Java Spark collect() javaRdd fails with Memory errors (EMR cluster)

Im running Spark App on AWS EMR(Elastic Map Reduce) cluster My master node characteristics are: 8 vCore, 15 GiB memory, 80 SSD GB storage My executors node are: 8 vCore, 15 GiB memory, 80 SSD GB storage

I have csv inputFile file with size - 600MB.I am trying to read it to JavaRdd and then use collect() to convert it to List of objects.

Here is my code:

JavaRDD<WebLabPurchasesDataObject> allRecords = context.textFile(inputFile).map (
        data -> {
            String[] fields = data.split(",", -1);

            String hitDay = fields[0];
            String treatmentName = fields[1];
            String sessionId = fields[2];

            return new WebLabPurchasesDataObject(hitDay,treatmentName,sessionId);   
        });

allRecords.cache();

List<WebLabPurchasesDataObject> webLabRddAllRecordsList = allRecords.collect();

Everytime I try to run this code, I get java.lang.OutOfMemoryError: Java heap space. As far as I understand Spark is performing collect() operation on my master node. So is there any way to increase the memory, so it would be able to run the program?

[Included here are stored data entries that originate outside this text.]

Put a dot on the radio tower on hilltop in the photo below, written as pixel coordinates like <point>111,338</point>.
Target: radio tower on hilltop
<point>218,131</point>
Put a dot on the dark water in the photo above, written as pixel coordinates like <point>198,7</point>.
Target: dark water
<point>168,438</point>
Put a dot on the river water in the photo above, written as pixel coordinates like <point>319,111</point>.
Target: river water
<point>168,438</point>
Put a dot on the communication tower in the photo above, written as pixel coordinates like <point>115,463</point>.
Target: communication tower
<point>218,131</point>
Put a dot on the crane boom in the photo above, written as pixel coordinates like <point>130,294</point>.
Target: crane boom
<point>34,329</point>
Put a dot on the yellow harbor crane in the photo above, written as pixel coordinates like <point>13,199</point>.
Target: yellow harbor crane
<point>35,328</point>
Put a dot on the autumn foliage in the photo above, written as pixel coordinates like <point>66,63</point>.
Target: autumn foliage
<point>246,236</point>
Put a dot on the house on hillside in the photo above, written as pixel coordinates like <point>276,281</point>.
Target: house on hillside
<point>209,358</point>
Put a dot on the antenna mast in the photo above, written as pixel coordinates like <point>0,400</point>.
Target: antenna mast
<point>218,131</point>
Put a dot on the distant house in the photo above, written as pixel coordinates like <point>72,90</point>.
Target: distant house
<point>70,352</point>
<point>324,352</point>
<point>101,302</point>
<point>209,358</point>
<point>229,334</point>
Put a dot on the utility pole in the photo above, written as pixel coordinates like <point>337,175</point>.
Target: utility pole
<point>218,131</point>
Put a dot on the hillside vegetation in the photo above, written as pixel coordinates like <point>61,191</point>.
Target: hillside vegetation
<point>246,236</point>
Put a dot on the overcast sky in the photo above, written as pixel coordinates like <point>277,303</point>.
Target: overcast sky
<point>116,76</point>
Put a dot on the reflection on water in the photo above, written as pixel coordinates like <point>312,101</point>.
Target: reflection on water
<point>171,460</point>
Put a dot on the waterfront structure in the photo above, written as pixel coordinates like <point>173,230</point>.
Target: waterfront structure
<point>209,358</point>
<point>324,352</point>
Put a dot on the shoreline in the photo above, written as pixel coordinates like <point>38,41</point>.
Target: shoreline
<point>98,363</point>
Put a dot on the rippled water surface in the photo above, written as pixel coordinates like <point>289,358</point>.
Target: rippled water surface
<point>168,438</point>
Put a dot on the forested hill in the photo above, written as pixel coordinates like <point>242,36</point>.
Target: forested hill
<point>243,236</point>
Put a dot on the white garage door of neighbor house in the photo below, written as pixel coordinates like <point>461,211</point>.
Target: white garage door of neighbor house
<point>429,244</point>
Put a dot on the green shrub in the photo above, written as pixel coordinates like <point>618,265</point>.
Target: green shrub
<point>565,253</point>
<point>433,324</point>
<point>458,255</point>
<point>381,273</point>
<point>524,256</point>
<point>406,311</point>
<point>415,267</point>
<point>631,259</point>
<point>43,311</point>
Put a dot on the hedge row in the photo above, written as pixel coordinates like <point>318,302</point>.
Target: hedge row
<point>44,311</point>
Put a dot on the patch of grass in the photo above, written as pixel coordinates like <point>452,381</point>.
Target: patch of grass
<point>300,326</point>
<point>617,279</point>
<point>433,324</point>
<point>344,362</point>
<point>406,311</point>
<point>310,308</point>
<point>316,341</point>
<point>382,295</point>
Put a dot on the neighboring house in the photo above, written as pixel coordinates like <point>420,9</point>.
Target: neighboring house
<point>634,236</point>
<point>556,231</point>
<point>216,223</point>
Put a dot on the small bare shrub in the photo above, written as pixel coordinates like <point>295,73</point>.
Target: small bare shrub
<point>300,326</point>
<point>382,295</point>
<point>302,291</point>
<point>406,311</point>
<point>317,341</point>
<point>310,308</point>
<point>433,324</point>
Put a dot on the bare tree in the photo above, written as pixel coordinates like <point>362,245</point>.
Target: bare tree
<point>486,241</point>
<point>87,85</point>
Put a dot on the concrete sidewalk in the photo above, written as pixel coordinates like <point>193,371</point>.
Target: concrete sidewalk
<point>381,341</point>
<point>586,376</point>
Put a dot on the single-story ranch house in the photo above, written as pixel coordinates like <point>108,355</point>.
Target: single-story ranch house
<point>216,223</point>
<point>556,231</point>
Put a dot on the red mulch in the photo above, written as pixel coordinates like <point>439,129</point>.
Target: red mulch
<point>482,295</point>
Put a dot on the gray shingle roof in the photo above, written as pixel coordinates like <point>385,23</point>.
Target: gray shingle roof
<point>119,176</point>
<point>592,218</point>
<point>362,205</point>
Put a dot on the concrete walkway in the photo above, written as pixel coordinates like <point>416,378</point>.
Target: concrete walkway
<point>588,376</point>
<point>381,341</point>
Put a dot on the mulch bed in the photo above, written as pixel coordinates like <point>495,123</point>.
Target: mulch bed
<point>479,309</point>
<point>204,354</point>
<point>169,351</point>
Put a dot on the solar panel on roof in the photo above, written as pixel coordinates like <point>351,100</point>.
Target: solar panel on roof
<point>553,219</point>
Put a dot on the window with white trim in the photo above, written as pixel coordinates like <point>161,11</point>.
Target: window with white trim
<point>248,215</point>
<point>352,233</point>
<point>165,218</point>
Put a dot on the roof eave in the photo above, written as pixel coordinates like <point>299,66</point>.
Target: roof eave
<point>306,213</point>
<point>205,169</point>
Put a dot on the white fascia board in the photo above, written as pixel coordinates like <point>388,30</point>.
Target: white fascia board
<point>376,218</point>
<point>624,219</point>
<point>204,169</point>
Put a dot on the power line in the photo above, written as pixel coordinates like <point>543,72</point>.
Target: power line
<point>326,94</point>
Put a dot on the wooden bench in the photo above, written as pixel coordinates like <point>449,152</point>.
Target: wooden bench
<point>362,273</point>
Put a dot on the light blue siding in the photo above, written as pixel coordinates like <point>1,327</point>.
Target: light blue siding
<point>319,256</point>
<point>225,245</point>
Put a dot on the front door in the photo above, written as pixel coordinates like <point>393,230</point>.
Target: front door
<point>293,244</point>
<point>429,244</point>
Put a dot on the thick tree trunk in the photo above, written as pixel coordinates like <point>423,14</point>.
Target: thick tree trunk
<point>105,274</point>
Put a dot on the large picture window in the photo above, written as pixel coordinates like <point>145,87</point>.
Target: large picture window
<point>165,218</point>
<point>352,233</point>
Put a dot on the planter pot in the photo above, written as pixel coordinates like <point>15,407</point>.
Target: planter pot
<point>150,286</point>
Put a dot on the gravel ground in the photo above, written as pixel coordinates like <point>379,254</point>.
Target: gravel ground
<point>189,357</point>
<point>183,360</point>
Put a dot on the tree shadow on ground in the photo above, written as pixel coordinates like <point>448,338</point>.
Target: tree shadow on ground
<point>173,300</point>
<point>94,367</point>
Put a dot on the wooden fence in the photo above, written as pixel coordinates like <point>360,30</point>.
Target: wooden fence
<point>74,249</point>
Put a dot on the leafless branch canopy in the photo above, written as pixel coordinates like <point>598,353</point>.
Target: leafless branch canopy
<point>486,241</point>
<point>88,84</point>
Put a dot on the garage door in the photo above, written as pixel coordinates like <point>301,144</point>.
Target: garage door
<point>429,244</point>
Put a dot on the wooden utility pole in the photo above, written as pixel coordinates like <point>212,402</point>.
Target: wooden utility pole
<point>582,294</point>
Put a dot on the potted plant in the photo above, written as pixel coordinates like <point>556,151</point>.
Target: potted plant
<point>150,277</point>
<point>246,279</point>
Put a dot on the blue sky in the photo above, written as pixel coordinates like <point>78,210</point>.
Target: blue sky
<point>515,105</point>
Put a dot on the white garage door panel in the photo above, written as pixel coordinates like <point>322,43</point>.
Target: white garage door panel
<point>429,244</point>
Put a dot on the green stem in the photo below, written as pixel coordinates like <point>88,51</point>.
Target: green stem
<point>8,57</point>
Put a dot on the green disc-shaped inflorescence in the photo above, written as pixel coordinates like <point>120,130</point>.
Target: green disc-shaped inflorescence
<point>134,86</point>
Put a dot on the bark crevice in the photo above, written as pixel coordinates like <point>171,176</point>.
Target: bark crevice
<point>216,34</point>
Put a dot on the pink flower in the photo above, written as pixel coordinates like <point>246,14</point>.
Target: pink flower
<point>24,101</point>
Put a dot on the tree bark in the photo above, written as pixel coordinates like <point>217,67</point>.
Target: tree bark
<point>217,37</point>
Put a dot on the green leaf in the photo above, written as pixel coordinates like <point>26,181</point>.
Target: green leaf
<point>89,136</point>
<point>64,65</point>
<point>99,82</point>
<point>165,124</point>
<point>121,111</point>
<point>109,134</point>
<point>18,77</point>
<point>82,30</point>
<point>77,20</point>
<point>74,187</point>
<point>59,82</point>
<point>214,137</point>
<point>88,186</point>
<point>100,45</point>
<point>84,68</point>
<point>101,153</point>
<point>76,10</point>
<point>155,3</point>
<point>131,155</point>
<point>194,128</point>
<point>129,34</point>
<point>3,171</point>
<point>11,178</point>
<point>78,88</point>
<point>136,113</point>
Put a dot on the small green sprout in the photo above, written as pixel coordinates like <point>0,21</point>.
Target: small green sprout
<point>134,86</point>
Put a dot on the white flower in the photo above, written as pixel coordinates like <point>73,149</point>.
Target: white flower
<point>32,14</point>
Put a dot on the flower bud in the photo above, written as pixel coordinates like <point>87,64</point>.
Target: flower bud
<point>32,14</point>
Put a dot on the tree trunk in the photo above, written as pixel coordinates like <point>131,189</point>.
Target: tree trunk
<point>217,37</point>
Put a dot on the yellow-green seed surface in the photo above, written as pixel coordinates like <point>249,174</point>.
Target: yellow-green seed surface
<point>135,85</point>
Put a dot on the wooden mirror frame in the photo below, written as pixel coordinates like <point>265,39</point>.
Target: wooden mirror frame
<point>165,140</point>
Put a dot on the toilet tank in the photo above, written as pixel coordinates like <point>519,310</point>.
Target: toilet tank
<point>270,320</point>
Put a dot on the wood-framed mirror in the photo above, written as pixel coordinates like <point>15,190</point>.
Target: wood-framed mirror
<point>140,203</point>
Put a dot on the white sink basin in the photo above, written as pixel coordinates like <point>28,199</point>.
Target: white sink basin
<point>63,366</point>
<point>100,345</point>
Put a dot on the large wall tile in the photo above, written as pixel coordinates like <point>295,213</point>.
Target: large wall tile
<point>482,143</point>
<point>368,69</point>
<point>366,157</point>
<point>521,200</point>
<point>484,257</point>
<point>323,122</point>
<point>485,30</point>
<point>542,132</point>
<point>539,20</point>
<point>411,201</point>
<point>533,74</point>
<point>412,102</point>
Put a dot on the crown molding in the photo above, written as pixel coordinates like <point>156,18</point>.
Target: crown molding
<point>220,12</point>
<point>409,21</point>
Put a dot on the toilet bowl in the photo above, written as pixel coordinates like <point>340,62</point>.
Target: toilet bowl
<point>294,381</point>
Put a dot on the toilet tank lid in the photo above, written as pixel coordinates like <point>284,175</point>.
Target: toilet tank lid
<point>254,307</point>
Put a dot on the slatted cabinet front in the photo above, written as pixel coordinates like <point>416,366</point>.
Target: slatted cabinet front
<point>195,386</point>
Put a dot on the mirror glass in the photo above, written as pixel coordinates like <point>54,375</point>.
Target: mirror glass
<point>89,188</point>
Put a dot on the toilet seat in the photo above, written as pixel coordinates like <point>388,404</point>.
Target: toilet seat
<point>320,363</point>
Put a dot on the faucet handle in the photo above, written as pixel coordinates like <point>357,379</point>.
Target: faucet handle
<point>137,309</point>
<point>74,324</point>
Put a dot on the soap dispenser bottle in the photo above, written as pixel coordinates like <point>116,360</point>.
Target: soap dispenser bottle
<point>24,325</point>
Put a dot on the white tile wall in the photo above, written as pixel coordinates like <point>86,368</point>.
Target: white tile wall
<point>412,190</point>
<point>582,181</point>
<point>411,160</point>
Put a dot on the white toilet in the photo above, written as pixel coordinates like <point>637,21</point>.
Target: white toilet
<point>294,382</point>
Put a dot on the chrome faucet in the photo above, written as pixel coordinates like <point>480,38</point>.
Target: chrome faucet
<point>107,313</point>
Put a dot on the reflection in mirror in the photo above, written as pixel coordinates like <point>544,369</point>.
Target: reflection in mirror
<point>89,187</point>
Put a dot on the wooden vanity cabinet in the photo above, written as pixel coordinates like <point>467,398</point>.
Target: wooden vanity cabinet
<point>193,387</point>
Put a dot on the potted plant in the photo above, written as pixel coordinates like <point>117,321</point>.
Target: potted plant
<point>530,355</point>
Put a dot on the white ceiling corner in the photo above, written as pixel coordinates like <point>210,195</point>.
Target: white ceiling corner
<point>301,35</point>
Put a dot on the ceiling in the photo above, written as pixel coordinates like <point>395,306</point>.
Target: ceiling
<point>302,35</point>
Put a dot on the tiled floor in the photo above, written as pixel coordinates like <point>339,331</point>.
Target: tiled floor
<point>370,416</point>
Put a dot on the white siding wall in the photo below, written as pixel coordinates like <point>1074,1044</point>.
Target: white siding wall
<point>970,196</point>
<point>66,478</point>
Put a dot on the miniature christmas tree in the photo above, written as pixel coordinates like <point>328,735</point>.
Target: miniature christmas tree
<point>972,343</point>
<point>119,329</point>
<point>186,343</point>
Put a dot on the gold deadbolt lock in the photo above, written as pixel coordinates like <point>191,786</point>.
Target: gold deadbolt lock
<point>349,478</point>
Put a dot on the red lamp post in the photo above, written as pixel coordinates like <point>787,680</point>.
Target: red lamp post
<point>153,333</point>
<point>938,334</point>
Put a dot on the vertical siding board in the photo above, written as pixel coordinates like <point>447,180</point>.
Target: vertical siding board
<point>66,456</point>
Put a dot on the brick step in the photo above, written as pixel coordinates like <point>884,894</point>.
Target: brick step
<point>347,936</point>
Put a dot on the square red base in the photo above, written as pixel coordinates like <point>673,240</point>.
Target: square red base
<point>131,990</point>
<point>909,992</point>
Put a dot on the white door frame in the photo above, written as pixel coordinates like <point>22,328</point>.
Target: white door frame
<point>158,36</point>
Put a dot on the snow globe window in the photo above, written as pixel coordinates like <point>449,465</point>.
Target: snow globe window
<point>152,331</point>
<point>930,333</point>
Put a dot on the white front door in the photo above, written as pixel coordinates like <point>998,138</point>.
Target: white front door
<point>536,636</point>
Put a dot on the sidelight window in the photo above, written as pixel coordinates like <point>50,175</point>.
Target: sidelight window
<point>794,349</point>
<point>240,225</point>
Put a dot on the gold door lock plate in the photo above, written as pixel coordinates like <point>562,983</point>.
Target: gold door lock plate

18/03/15 16:35:48 WARN scheduler.TaskSetManager: Lost task 1.0 in stage 2.0 (TID 5, ip-1443-405-18-1544.us-west-2.compute.internal): java.lang.OutOfMemoryError: Java heap space
at java.util.Arrays.copyOf(Arrays.java:3236)
at java.io.ByteArrayOutputStream.grow(ByteArrayOutputStream.java:118)
at java.io.ByteArrayOutputStream.ensureCapacity(ByteArrayOutputStream.java:93)
at java.io.ByteArrayOutputStream.write(ByteArrayOutputStream.java:153)
at java.io.ObjectOutputStream$BlockDataOutputStream.drain(ObjectOutputStream.java:1877)
at java.io.ObjectOutputStream$BlockDataOutputStream.setBlockDataMode(ObjectOutputStream.java:1786)
at java.io.ObjectOutputStream.writeObject0(ObjectOutputStream.java:1189)
at java.io.ObjectOutputStream.writeObject(ObjectOutputStream.java:348)
at org.apache.spark.serializer.JavaSerializationStream.writeObject(JavaSerializer.scala:44)
at org.apache.spark.serializer.JavaSerializerInstance.serialize(JavaSerializer.scala:80)
at org.apache.spark.executor.Executor$TaskRunner.run(Executor.scala:213)
at java.util.concurrent.ThreadPoolExecutor.runWorker(ThreadPoolExecutor.java:1142)
at java.util.concurrent.ThreadPoolExecutor$Worker.run(ThreadPoolExecutor.java:617)
at java.lang.Thread.run(Thread.java:745)    18/03/15 16:35:49 ERROR cluster.YarnScheduler: Lost executor 1 on ip-43ew55-154.us-west-2.compute.internal: remote Akka client disassociated

Solution

As you have identified, since the results are collected on the driver, you need to increase the driver memory. the default value is 1GB which is turning out to be insufficient for your case.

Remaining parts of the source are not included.